-No professional or personal development. You are on your own on learning how to be an effective leader/manager.
-Low pay with low raises and capped raises for promotions. Pay is low even for retail and then raises are even lower. If you are promoted, the highest raise you can get is 8%. So, if you go from an hourly manager role to a salaried role in which they want you to work a min of 45 hours a week, it is actually a pay cut from your previous compensation.
-Horrible training almost exclusively on-line. All the training is on-line and is horribly amateur. Very little time and effort is put into properly training individuals.
-Horrible support from corporate and/or district management. Mostly all that happens is unfunded mandates for more and more with less and less.

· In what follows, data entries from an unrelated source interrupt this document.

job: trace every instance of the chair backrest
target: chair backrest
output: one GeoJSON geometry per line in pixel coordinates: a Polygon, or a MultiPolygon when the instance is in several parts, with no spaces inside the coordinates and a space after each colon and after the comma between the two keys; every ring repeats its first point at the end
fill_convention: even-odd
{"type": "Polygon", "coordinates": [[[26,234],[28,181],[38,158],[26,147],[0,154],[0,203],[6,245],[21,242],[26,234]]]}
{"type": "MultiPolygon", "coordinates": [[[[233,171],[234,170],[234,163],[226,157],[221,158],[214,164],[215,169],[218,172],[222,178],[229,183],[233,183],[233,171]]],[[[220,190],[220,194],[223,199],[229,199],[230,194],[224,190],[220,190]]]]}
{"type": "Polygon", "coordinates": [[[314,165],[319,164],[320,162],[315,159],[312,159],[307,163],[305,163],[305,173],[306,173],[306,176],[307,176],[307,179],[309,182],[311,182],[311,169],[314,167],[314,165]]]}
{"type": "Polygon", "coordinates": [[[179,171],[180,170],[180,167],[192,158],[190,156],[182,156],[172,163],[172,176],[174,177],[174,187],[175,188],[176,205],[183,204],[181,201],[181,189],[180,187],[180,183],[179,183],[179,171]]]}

-No investment in facilities. Even 'new' stores look old, run down, and ghetto.
-Archaic computer systems and software. You would think a retail org with over a 1,000 stores would have invested in some equipment that would save time and money. Countless times where customers are frustrated with the 'PALS' program because of information not updating after being updated.
-Store personnel are treated like children. e.g. there are two computers at the store. An 'office' computer and a ' training' computer. You have to be on the right computer to access certain things. You can not access 'store mail' (there is no real email nor is it personalized) at the training computer and you can not access instructional video on how to do a product reset in the office.
-Cleaning and maintenance of animals.
-Only Thanksgiving and Christmas are closed. Easter was dead, but hey, there are sunk costs there and when you do not pay labor anything, even a handful of customers pays off.
-All the same negatives of other retail work.